In the language of the Conway notation, a product p q can be expressed as a ramification (p,1,...,1), where 1 occurs q times. The flyping sequence for a product p q is then: (p,1,...,1), (1,p, ...,1), ..., (1,1,...,p). Using the same flyping algorithm for Conway symbols, we can obtain all projections of a KL given by its Conway symbol. The LinKnot function fProjections (webMathematica fProjections), written with the kind help of M. Sremcevic, calculates all projections an alternating KL given in the Conway notation, their Conway symbols and the overall number. From the obtained projections we can select non-isomorphic ones (i.e., their representatives) by using the function fDiffProjectionsAltKL (webMathematica fDiffProjectionsAltKL). Then, from each projection we can obtain its Dowker code by applying to it the function Dow, but the codes obtained will be not necessarily minimal. To minimize them, we can use the function MinDowProjAltKL (webMathematica MinDowProjAltKL). Finally, the LinKnot function MinDowAltKL (webMathematica MinDowAltKL) produces a minimal Dowker code for any alternating KL. Two such alternating prime KLs are equal (up to their mirror images) iff their minimal Dowker codes without signs are equal. This means that minimal Dowker codes (even without signs) are sufficient to recognize the equality of any two alternating knots or links L1 and L2 given by their Conway symbols. The function SameAltProjKL (webMathematica SameAltProjKL) compares two alternating KL projections given by their Conway symbols. The result is 1 for equal (that is, isomorphic), and 0 for non-equal projections. The function SameAltConKL (webMathematica SameAltConKL) compares two alternating KLs given by their Conway symbols. The result is 1 for equal (that is, ambient isotopic), and 0 for non-equal KLs.
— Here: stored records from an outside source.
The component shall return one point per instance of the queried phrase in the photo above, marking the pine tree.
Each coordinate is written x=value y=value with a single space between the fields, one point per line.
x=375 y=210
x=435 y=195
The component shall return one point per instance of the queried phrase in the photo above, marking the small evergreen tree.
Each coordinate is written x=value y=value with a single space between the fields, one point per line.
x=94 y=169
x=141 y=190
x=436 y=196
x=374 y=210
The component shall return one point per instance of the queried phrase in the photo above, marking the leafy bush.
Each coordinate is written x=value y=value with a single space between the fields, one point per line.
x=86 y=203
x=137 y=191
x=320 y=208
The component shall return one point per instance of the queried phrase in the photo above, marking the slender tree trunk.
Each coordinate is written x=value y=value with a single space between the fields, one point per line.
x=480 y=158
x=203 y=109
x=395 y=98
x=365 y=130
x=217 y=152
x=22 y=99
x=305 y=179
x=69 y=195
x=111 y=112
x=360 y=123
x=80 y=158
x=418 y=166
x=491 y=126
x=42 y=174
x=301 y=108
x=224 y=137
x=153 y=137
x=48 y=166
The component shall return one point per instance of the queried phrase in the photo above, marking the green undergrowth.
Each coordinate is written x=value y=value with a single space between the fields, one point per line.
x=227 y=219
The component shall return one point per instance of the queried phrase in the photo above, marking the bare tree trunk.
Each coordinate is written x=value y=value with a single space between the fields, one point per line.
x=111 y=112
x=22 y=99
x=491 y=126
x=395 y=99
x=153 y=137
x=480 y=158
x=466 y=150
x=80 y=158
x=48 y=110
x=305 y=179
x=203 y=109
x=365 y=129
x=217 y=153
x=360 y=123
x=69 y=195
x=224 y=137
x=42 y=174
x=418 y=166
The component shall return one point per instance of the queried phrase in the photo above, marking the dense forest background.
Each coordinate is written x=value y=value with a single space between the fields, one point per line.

Important remark: in the case of polyhedral KLs derived from basic polyhedra that permit flypes only the function MinDowProjAltKl works correctly, because the flypping algorithm used in the program LinKnot does not work with non-algebraic tangles!

By using the function fDiffProjectionsAltKL we are able to calculate some invariants (or properties) of alternating KLs for which we need all non-isomorphic projections and to extend those properties from individual projections to the corresponding KL. For example, if we find at least one achiral projection of a KL, we know that the KL in question is achiral. This mainly holds for the functions dealing with symmetry of KLs. In the same way as with graph automorphisms, we can deal with KL projections as with weighted graphs, where to every vertex is assigned its weight- a sign of the vertex, and instead of classical automorphisms we consider automorphisms preserving signs. As before, those automorphisms make a group: the automorphism group of a KL. The order of the automorphism group Aut(L) of a link L is the number of (sign-preserving) automorphisms it contains.